Prendre des décisions de récupération avec des données
Une bonne observabilité transforme la panique en processus. Au lieu de deviner, vous suivez un chemin guidé par les données :
- L'alerte se déclenche car le taux d'erreur a dépassé le seuil.
- Vous consultez le tableau de bord des métriques et constatez que le pic a commencé exactement au moment du déploiement.
- Vous examinez les logs et trouvez un motif d'exception spécifique dans le nouveau code.
- Vous vérifiez la trace et confirmez que l'erreur se produit dans le nouveau module de paiement.
- Vous décidez : rollbacker uniquement le module de paiement, ou le désactiver avec un feature flag.
Parfois, les données vous disent de ne pas rollbacker du tout. Si les métriques montrent des erreurs uniquement sur un endpoint, vous pouvez désactiver cette fonctionnalité avec un flag. Si les traces montrent que la base de données va bien mais que le code applicatif a une fuite mémoire, vous pouvez rollbacker uniquement l'application sans toucher à la base de données.

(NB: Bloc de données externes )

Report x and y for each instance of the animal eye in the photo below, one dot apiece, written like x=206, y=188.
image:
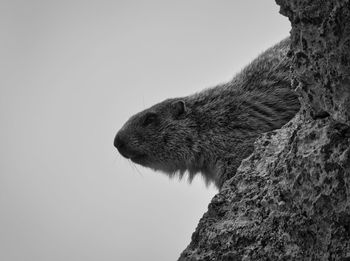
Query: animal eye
x=149, y=119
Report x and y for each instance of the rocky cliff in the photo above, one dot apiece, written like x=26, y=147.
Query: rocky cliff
x=290, y=200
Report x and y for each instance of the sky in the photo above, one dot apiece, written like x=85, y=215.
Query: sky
x=72, y=72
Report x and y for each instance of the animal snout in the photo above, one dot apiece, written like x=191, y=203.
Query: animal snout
x=120, y=142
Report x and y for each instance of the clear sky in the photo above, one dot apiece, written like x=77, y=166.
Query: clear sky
x=72, y=72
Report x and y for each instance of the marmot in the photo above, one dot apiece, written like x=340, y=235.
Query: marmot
x=210, y=132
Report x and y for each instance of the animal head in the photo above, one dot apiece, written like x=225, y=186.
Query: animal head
x=161, y=137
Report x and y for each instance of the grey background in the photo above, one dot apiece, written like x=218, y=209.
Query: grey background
x=72, y=72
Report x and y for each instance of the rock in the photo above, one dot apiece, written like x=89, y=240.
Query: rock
x=290, y=200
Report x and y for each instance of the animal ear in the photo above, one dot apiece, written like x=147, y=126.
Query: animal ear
x=178, y=108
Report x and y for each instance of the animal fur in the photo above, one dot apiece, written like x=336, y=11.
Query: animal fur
x=210, y=132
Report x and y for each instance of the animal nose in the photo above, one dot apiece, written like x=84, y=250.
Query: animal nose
x=120, y=144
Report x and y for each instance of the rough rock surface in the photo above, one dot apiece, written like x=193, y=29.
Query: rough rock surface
x=290, y=200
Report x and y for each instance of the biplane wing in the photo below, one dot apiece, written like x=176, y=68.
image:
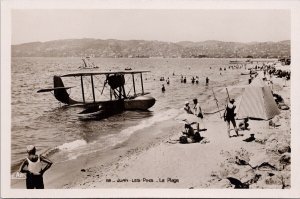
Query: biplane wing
x=52, y=89
x=103, y=73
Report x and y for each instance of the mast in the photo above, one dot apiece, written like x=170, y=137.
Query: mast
x=142, y=83
x=93, y=89
x=133, y=84
x=82, y=90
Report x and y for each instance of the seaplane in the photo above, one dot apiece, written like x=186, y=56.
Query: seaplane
x=116, y=100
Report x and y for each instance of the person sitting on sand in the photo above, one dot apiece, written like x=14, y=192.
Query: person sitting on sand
x=197, y=108
x=187, y=108
x=244, y=124
x=33, y=168
x=163, y=89
x=229, y=116
x=190, y=134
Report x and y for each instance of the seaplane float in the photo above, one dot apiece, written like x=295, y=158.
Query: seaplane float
x=117, y=99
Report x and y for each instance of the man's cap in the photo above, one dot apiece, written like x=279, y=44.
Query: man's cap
x=30, y=147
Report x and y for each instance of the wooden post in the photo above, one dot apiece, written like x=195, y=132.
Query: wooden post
x=82, y=90
x=93, y=89
x=142, y=83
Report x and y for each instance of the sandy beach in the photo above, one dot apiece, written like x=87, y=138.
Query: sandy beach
x=157, y=160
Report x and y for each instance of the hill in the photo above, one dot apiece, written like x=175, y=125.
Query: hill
x=142, y=48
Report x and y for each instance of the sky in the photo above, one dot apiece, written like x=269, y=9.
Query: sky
x=162, y=25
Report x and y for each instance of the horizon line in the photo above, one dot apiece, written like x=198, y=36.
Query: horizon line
x=149, y=40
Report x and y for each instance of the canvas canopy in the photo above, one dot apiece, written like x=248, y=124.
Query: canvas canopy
x=257, y=102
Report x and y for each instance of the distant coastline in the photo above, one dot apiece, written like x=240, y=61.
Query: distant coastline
x=112, y=48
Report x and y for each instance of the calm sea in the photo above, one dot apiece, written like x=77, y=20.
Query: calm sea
x=38, y=119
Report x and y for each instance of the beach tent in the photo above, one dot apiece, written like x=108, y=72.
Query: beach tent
x=257, y=102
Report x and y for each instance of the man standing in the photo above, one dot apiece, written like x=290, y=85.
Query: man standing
x=229, y=116
x=33, y=168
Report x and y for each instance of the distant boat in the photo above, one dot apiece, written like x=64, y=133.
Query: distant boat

Sans observabilité, vous ne pouvez pas faire ces distinctions. Vous rollbackez tout ou vous ne rollbackez rien. Les deux choix comportent des risques inutiles.
Après la récupération : prouver que le système est sain
L'observabilité ne cesse pas d'être utile une fois le rollback effectué. Vous devez confirmer que le système est réellement redevenu sain. Pas seulement « la page se charge », mais :
- Le taux d'erreur est revenu à la ligne de base.

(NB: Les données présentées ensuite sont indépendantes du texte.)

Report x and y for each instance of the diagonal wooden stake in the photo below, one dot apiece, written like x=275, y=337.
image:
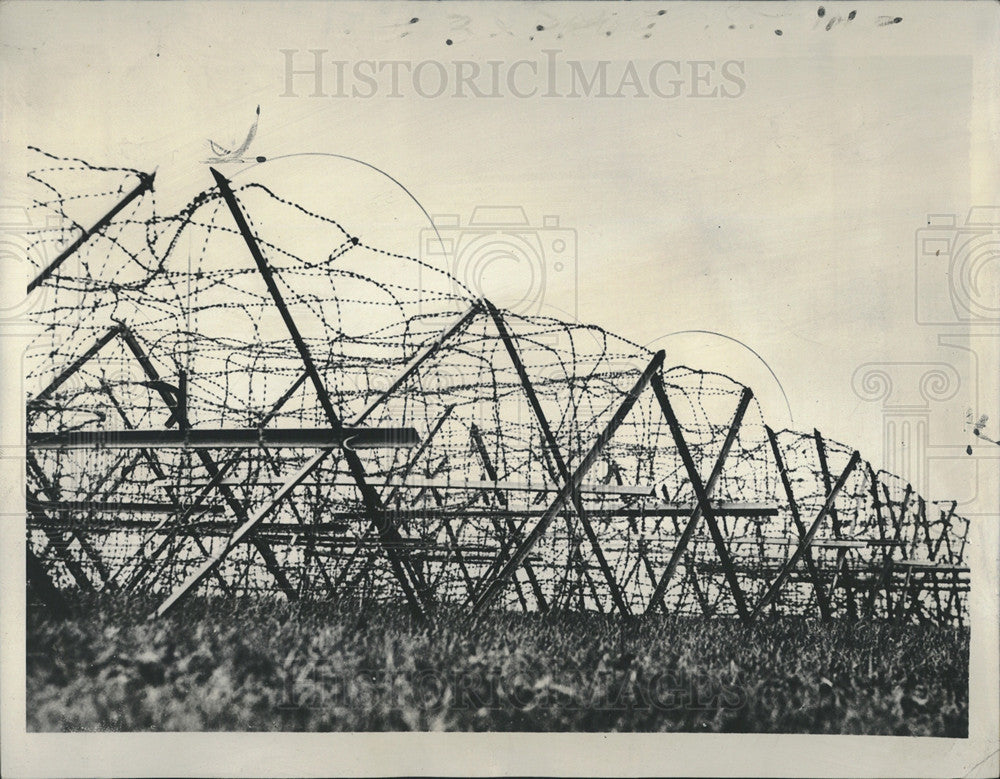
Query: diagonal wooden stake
x=293, y=481
x=145, y=184
x=553, y=450
x=521, y=552
x=793, y=508
x=807, y=540
x=491, y=474
x=703, y=493
x=409, y=578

- La latence est dans la plage normale.
- Les logs ne montrent aucune nouvelle exception.
- Le débit a récupéré.
Ces signaux sont votre preuve que la récupération a réussi. Sans eux, vous espérez que le problème a disparu. Avec eux, vous pouvez clore l'incident en toute confiance.
Le piège : traiter l'observabilité comme un projet futur
De nombreuses équipes considèrent l'observabilité comme quelque chose à mettre en place plus tard. Ils installent un agent de logging, ajoutent quelques métriques, et considèrent que c'est fait. Quand un véritable incident survient, ils réalisent que leurs logs ne sont pas structurés, que leurs métriques ne couvrent pas les bons signaux, et qu'ils n'ont aucune trace du tout.

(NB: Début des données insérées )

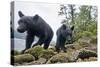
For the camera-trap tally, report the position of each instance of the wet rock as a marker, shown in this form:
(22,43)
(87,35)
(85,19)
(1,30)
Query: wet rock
(47,54)
(93,40)
(59,58)
(36,51)
(23,58)
(15,52)
(86,54)
(84,41)
(82,54)
(39,61)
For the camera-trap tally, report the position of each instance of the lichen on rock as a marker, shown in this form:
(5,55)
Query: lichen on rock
(23,58)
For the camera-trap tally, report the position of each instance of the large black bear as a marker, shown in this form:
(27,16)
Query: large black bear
(35,26)
(64,33)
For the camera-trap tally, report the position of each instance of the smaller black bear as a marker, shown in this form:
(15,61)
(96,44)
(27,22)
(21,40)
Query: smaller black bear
(35,26)
(64,33)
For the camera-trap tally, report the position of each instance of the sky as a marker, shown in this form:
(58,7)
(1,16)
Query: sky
(49,12)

Un plan de récupération sans observabilité n'est qu'un document. Vous pouvez écrire « rollback si le taux d'erreur augmente », mais si vous ne connaissez pas votre taux d'erreur normal, ou si vous ne pouvez pas le mesurer en temps réel, cette instruction n'a aucun sens.
L'observabilité n'est pas un projet de monitoring. C'est un outil de récupération. Elle donne à votre équipe la capacité de voir, comprendre et agir rapidement quand quelque chose tourne mal. Sans elle, vous marchez dans le noir. Vous savez que quelque chose ne va pas, mais vous ne savez ni où ni comment le réparer.
Checklist pratique pour une observabilité prête pour la récupération
- Chaque service logge du JSON structuré avec horodatage, niveau, nom du service et ID de trace.
- Les métriques clés (taux d'erreur, latence, débit) ont des lignes de base et des alertes définies.
- Le tracing distribué est activé pour tous les chemins de requête critiques.
- Les alertes sont configurées pour se déclencher en quelques secondes après une anomalie de déploiement.
- L'équipe s'est entraînée à utiliser les logs, métriques et traces lors d'un incident simulé.
L'essentiel à retenir
La prochaine fois que vous planifiez un déploiement, posez une question à votre équipe : « Si ce déploiement tourne mal, saurons-nous ce qui s'est passé en moins de cinq minutes ? » Si la réponse est non, corrigez votre observabilité avant de déployer. Les données que vous collectez aujourd'hui sont la seule chose qui vous évitera de deviner demain.